Of course, none of this happens in Fair Game, but you get the gist.]

In one of the film's most blatant examples of stupidity, an axe-wielding Jessica sneaks up to the sleeping poachers. She then breaks into their truck where she steals their guns and a blowtorch and moves off into the distance. Under the moonlight, she welds the guns together. What is happening here? Could she be constructing some sort of super weapon with which to fuck these men? Cut to the next morning. The men are still alive. They wake from their slumber. What's going on here? The men look up to see that she has welded the guns together to produce an avant art piece. Perhaps this sculpture is meant to attack their antiquated notions of hunting and militarism.

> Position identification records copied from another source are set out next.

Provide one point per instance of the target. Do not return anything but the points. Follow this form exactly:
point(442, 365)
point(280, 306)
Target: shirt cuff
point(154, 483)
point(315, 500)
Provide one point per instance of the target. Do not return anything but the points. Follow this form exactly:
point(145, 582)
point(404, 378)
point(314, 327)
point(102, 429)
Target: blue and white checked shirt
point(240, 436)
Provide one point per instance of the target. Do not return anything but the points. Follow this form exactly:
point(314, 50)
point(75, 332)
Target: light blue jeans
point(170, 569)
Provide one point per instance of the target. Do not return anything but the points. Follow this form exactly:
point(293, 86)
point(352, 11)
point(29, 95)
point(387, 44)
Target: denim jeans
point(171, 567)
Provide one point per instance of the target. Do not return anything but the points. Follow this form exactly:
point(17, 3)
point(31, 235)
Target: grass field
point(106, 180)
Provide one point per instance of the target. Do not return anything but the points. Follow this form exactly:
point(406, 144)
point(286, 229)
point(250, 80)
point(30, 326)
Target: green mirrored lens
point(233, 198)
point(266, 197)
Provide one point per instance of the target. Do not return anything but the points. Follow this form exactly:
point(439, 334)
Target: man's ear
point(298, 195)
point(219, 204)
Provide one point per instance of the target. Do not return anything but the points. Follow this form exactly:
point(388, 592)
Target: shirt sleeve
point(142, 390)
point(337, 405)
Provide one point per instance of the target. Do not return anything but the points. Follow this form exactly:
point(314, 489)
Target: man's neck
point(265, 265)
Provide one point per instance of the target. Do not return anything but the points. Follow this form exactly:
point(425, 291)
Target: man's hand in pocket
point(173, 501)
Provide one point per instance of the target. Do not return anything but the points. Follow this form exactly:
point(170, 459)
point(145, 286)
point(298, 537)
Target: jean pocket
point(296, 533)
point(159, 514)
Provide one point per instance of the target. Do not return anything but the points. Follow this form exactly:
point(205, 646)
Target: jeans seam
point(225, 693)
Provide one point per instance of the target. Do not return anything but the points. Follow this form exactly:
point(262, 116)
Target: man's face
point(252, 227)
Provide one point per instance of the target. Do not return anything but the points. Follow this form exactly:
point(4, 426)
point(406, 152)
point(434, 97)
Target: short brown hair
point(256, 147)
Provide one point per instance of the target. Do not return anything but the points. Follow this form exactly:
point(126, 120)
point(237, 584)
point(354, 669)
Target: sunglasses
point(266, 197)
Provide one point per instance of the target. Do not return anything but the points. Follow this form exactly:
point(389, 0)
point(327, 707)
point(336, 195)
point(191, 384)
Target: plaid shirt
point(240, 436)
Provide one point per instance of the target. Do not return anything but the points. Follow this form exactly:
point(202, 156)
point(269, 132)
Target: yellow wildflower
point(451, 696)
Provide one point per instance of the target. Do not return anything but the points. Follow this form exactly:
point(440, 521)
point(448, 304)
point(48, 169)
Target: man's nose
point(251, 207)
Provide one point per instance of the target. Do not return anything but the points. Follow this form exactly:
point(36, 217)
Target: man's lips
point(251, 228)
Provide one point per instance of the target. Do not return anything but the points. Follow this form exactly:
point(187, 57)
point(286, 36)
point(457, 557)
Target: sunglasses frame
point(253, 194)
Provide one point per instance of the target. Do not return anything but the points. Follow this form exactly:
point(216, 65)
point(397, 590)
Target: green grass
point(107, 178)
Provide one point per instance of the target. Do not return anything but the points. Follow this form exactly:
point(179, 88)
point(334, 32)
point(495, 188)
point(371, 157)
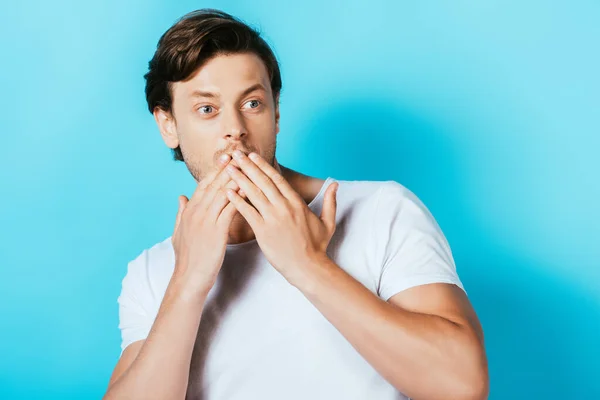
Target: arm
point(426, 341)
point(161, 368)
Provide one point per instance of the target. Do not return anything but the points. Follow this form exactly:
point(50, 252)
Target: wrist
point(189, 288)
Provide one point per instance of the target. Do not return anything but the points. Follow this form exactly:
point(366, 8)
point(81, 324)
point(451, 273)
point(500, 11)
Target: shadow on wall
point(541, 331)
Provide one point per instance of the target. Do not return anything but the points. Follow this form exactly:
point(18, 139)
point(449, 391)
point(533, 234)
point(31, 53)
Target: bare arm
point(426, 341)
point(161, 368)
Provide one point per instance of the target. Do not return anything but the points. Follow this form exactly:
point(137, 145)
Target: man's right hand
point(202, 229)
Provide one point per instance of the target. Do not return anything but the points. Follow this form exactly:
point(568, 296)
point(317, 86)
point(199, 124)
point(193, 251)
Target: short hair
point(191, 42)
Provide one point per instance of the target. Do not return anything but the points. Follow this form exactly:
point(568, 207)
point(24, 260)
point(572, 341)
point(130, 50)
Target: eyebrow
point(202, 93)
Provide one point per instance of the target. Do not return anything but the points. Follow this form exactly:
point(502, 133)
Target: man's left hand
point(290, 235)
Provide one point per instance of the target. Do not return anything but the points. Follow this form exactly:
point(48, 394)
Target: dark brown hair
point(192, 41)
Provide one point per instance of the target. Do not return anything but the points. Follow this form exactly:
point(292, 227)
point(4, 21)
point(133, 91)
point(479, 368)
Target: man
point(274, 284)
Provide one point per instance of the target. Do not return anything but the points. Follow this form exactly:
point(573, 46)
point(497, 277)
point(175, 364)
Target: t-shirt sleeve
point(411, 246)
point(135, 302)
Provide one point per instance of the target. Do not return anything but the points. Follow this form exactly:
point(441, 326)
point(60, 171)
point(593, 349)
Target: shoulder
point(151, 261)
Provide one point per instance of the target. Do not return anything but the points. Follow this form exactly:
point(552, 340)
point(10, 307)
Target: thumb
point(329, 207)
point(182, 203)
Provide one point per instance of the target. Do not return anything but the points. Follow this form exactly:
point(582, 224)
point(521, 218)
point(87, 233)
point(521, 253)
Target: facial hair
point(198, 172)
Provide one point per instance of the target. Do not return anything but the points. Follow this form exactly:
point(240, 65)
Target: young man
point(274, 284)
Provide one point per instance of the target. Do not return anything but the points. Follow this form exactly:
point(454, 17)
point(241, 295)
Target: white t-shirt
point(260, 338)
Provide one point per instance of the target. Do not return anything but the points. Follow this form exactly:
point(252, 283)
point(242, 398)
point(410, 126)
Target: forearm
point(424, 356)
point(161, 369)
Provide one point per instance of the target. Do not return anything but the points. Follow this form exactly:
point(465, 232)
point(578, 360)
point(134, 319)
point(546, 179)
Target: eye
point(254, 104)
point(204, 108)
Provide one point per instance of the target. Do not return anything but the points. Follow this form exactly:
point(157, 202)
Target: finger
point(224, 219)
point(222, 162)
point(207, 194)
point(255, 195)
point(250, 214)
point(259, 178)
point(329, 207)
point(278, 180)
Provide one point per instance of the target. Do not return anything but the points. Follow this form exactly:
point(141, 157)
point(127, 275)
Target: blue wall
point(488, 111)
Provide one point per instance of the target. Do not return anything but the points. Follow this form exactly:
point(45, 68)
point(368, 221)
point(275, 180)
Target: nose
point(234, 126)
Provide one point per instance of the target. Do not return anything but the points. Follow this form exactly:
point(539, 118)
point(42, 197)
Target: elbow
point(477, 384)
point(478, 389)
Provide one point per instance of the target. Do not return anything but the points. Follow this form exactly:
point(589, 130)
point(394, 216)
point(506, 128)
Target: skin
point(426, 341)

Perhaps it is a nonsensical dadaist piece, neither inviting nor producing easy interpretations. Perhaps it is a purely abstract piece, meant to be admired on solely aesthetic grounds. One thing it doesn't do, of course, is kill the villains.


Fair Game as a whole is mish mash of similarly odd scenes in which both sides miss opportunities to do away with the other. It is a thriller of the stupendously stupid variety. Perhaps I have exaggerated this film's indebtedness to Mad Max. Truth be told, the car chases and the look of the villain Ringo are the most Mad Maxian aspects of this movie. Fair Game functions more or less as an American slasher/rape/revenge picture, except minus the slashing and raping. Although mostly by the numbers, Andreacchio's film does contain enough thrills, oddities and a sufficiently cathartic revenge sequence to recommend it.